A number of Greek ministers on Wednesday pledged to fully support efforts to restore the Celebi Sultan Mehmed Mosque in Didimoteicho, also known as the Bayezid Mosque, which was severely damaged in a fire that broke out in the early hours of Wednesday.

Government spokesman Dimitris Tzanakopoulos said it was a very sad event and that the government "has an obligation and we have pledged that we will proceed with the repair of the monument." Greek authorities were now investigating to discover the cause of the fire and those responsible, he added.
Education Minister Costas Gavroglou also offered his full support to the culture ministry, noting that the Bayezid Mosque was a "most important religious monument for our country and culture."
"The destruction it has suffered due to the fire is a blow," Gavroglou said, noting that he had contacted the heads of Greece's top universities, asking them to support the culture ministry's efforts. He also stressed the need to discover what caused the fire in a very important religious monument undergoing restoration work.
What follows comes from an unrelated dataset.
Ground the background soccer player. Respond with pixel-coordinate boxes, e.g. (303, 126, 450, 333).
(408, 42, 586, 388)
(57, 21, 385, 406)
A team of culture ministry staff headed by culture ministry general secretary Maria Andreadi-Vlazaki, sent by Culture Minister Lydia Koniordou, arrived in Didimoteicho on Wednesday morning to inspect the damage after the fire was extinguished. Koniordou is currently on a visit to Jerusalem.
According to a culture ministry announcement, the team will ensure that the necessary emergency action to protect and preserve the mosque is taken while the investigation into the fire is underway.
The ministry's announcement noted that the historic mosque, started in 1402 AD by Sultan Bayezid but finally completed in 1420 AD under Sultan Mehmet I, had been one of its top priorities and that the restoration work on its roof had been included in the projects given EU funding. Prior to the fire, complete studies of its structure, archaeological investigation and the construction of a protective shelter had been completed, the announcement said.

"..Having ensured a full record and the archaeological documentation of the monument, the culture ministry is determined and in every way prepared to fully restore the Mosque and hand it over to the local community and beyond in the best possible way, considering it a very important part of our country's cultural wealth," the announcement said.

Talking to the ANA radio station 'Praktorio 104.9' in Thessaloniki, Andreadi-Vlazaki also stressed that the ministry had all the information needed in order to fully restore the mosque.
The 15th-century mosque, possibly the oldest in Europe, is considered by Greek officials as one of the most important Muslim monuments in all of Europe and has been protected since 1946. Its pyramid-shaped oak roof dates to the late 15th century and replaced the original dome, which collapsed soon after construction.

According to experts on Ottoman architecture in Greece, the oak roof destroyed in Wednesday's fire was "one of the most important wooden monuments in the world" and work to restore this had been underway since 2010, using both EU and national funding.